Taking down the Christmas tree was as much of a tradition for my family as putting it up. We would gather in the sunroom on New Year’s Day and take the ornaments off our tree, reminiscing about each one before putting it away. The deer that my daughter had made of Popsicle sticks in preschool. The glittered ball that was a craft project when my son was in third grade.
Even after Lindsay and Steven had become young adults out on their own, they loved the “undecorating,” as we called it, and looked forward to it as much I did.
Except this year. It was mid-January, and we had not yet taken down the tree. I couldn’t bring myself to do it.
Steven had been killed in a car wreck five days after Christmas. He was an electrician. He’d been driving to work when his car hit black ice and went over a cliff. He was killed instantly. He was only 21 and so excited about getting his first apartment.
How could God have allowed my son to be taken from me like this? Without a chance to even tell him I loved him one last time.
Some of Steven’s gifts still lay unwrapped under the tree, a tall artificial spruce. He had planned to pick them up when he came over on New Year’s. Now he would never take part in the undecorating again. Maybe that was why I couldn’t bear to do it.
“I’m not ready,” I told my husband, Roger, when he asked. Taking down the tree seemed so final, as if I were ready to accept that my son was gone. I didn’t know if I would ever be ready for that.
So the tree stood untouched, strung with lights, ornaments on every branch. The sunroom had once been the cheeriest room in our house. Now I rarely crossed the threshold. I sat on the family room couch and stared at the darkened tree for hours, thinking about Steven.
He wasn’t sentimental or fanciful, not the kind of boy who’d get lost in daydreams or give his mom flowers or a sweet card out of the blue, the way some of my friends’ sons did. Steven was down-to-earth, dependable. Even though he’d moved out, I’d known I could count on him if I needed anything.
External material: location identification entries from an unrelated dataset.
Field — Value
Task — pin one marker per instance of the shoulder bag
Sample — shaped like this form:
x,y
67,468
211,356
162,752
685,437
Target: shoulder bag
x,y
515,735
“Would you like me to take the tree down?” Roger asked one day.
“No,” I said, more sharply than I intended. “Please don’t mention it again.”
February arrived. Roger didn’t bring up the tree. I wondered if I could just leave it up to avoid the pain that would come with undecorating and then redecorating. Maybe I should turn on the lights, I thought one day.
I stepped into the sunroom and bent to plug in the lights. Something sparkly on a bottom branch caught my eye. An ornament I’d never seen before. A delicate glass snow cherub atop a Christmas tree. It had a vintage look. Gingerly I took it in my hands. Attached to the hanger was a tag with a handwritten note: “To Mom. Merry Christmas. Love, Steven.”
Steven had bought this whimsical angel and hidden it on the tree for me to find! My practical, unsentimental son, who had never given me a surprise gift. Only God could have known how much I would need this.
I called for Roger and showed him Steven’s ornament. “It’s time to take down the tree,” I said. “If it’s okay, I’d rather do it alone.” Roger nodded and kissed me on the forehead.
With each ornament I put away, I felt a bit of my grief easing. At last, the ornaments were in their boxes. All except one. I hung the snow angel from a stand, where it stays year-round, shimmering in the sunlight. Reminding me that Steven’s love, like God’s, is always with me.